Closed sunidhi-kashyap closed 4 months ago

sunidhi-kashyap commented 4 years ago

What is the problem you are trying to solve?

The existence of both "collections" and "bookmarks" increases complexity and it takes longer for the user to make a decision, when it comes to saving a site for future use.

Why is it a problem?

Hick's Law states that the time required for a user to make a decision increases with the number and complexity of choice available. So basically the more choices you have or the harder the choices are, the longer it takes for your user to make a decision.

The existence of both "collections" and "bookmarks" increases complexity and it takes longer for the user to make decision, when it comes to saving a site for future use.

Let’s say a user visits a site and wants to save it for later use. In Firefox Preview, user has bookmarks and collections. By Hick’s Law, the complexity increases. The user here has 2 options, which is not a lot. But looking closely, the interaction involves multiple steps.
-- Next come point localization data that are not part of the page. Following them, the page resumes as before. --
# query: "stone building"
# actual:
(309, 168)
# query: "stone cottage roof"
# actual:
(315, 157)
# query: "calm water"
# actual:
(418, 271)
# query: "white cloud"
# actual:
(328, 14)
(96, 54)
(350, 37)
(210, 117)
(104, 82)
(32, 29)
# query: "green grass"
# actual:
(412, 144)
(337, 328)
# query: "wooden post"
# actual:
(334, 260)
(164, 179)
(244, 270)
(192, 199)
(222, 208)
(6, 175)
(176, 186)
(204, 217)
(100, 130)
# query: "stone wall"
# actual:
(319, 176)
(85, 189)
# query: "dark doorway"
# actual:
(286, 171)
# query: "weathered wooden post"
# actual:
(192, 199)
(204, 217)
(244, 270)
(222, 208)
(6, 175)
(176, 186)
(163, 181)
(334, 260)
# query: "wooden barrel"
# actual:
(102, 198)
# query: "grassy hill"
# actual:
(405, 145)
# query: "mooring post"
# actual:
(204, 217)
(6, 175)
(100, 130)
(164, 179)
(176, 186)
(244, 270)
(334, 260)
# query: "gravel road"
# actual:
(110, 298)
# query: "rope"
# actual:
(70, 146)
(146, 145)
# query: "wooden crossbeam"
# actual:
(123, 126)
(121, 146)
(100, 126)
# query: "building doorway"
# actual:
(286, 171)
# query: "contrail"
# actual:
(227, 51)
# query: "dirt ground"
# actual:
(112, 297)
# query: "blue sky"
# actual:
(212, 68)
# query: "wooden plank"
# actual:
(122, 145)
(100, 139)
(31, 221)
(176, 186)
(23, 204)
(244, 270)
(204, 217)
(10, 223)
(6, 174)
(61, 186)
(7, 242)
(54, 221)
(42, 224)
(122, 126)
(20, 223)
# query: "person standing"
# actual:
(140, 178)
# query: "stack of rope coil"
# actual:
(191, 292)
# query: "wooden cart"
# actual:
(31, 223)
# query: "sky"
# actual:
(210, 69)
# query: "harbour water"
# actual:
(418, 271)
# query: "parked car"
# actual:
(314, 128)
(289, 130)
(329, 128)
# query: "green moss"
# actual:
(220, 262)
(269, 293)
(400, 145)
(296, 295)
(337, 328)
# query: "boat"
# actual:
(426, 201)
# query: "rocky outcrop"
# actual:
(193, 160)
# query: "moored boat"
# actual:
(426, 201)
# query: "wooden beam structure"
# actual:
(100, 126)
Which increases the number of tasks.

How would you solve the problem? What is your design proposal?

To solve the problem, as a user we must ask ourselves 2 questions : 1) Do I really need both of them? 2) Which one is better, "collections" or "bookmarks"?

To find this out I ran a usability test on an average college student. I asked him to make 2 different folders and add one-one websites each, 1st using "collections" and then using "bookmarks", and I timed both the processes.

The results : Using collections : about 1 min Using bookmarks : about 3 mins

So, the ratio of time taken is, 1:3. It takes three times more time to do the same task using bookmarks, as it does using collections.

Then asked the user, above 2 questions and his response were; 1)No, he didn't feel like he needed both of them. 2)He found collections better, given that making a new folder on bookmarks was "really confusing and frustrating".

So, a good design will be removing the bookmarks option.

How would you measure your designs effectiveness?

This design will be effective because; a)A user won't be confused when wanting to save a website for future use. b)He will straightaway go for the collections, since it is in the homepage and adding a website to the collections is way more discoverable and intuitive, compared to the bookmarks option. c)When a user already has "collections", he would not even think of using bookmarks. d)Collections make Firefox Preview unique and user friendly.

topotropic commented 4 years ago

Thanks for the contribution. I really liked your explanation and quick hallway test you documented here.

sunidhi-kashyap commented 4 years ago

Thanks for the contribution. I really liked your explanation and quick hallway test you documented here.

Thankyou so much for your appreciation! It keeps me motivated to do more.